As stated in the introduction, only a single publication that uses mediation analysis in gene expression analysis seems to exist. In this regard our work is pioneering, which is why we placed a great focus on describing the methodology we used in performing our analyses. Mediation analysis offers great potential to address important, still unanswered questions in the area of hematologic malignancies (and beyond). Researchers who have access to respective data sets may use our analysis design as a template for their own analyses. In doing so, they may obtain new insights in hematologic malignancies that are beyond the scope of traditional analysis approaches such as differential expression analysis using limma. We leave it to the interested reader to choose research questions that can be tackled using mediation analysis.

Note, however, that mediation analysis does not per se prove the causal character of relationships between exposure and mediator and between mediator and outcome adjusted for the influence of the exposure on outcome. Mediation analysis is based on regression models. Whether the effects identified in these regression models reflect causal mechanisms, and if so whether these causal effects are direct, should be further investigated. For example, the expression of a gene might itself not be a causal factor influencing survival, but can instead be associated with survival because it is associated with a causal factor. Mediation analysis cannot clarify such issues. It should thus be seen as an exploratory approach suggesting potential candidates for causal relationships.

Mediation analysis methods with high-dimensional molecular data, as used in our study, are still in their infancy from a statistical point of view. In the future, methodological developments may improve its performance, for example with respect to the multiple testing procedures or to the simultaneous consideration of a large number of candidate biomarkers within a multivariable regression modeling framework. For the special case of a metric outcome variable, such a multivariable method has been published recently36. However, multivariable mediator methods for survival outcomes still have to be developed. Methodological comparison studies are also needed to systematically assess mediation analyses approaches.

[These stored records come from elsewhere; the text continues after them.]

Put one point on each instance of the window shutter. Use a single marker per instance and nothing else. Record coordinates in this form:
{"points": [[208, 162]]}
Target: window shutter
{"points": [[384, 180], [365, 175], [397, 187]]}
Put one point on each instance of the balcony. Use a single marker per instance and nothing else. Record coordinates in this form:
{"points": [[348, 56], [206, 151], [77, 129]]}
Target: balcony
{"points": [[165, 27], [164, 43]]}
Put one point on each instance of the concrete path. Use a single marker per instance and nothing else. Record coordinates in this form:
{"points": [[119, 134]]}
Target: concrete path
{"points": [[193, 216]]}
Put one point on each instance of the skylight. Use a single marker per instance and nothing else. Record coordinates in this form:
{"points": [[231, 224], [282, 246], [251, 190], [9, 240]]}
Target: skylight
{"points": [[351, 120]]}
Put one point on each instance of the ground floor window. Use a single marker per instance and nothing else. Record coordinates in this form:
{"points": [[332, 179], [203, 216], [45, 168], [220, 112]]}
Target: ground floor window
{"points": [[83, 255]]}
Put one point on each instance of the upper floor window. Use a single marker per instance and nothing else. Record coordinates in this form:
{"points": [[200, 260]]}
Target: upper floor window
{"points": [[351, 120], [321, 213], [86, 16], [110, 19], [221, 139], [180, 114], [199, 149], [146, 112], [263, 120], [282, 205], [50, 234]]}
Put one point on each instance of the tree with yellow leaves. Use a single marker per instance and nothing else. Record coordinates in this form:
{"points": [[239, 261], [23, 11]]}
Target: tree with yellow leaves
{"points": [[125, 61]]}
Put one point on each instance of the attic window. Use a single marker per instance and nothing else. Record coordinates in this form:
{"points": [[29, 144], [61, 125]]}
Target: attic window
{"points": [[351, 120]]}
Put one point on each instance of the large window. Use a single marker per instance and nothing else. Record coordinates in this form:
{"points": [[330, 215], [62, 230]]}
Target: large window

In summary, our analysis identified three gene expression markers that might help in explaining the observed prognostic difference between patients with RUNX1 mutations and the RUNX1/RUNX1T1 fusion. The expression levels of these genes exhibit prognostic potential also in patients without alterations of RUNX1 and point towards an oncogenic cooperative network. Further research is required to elucidate the specific role of these genes in AML.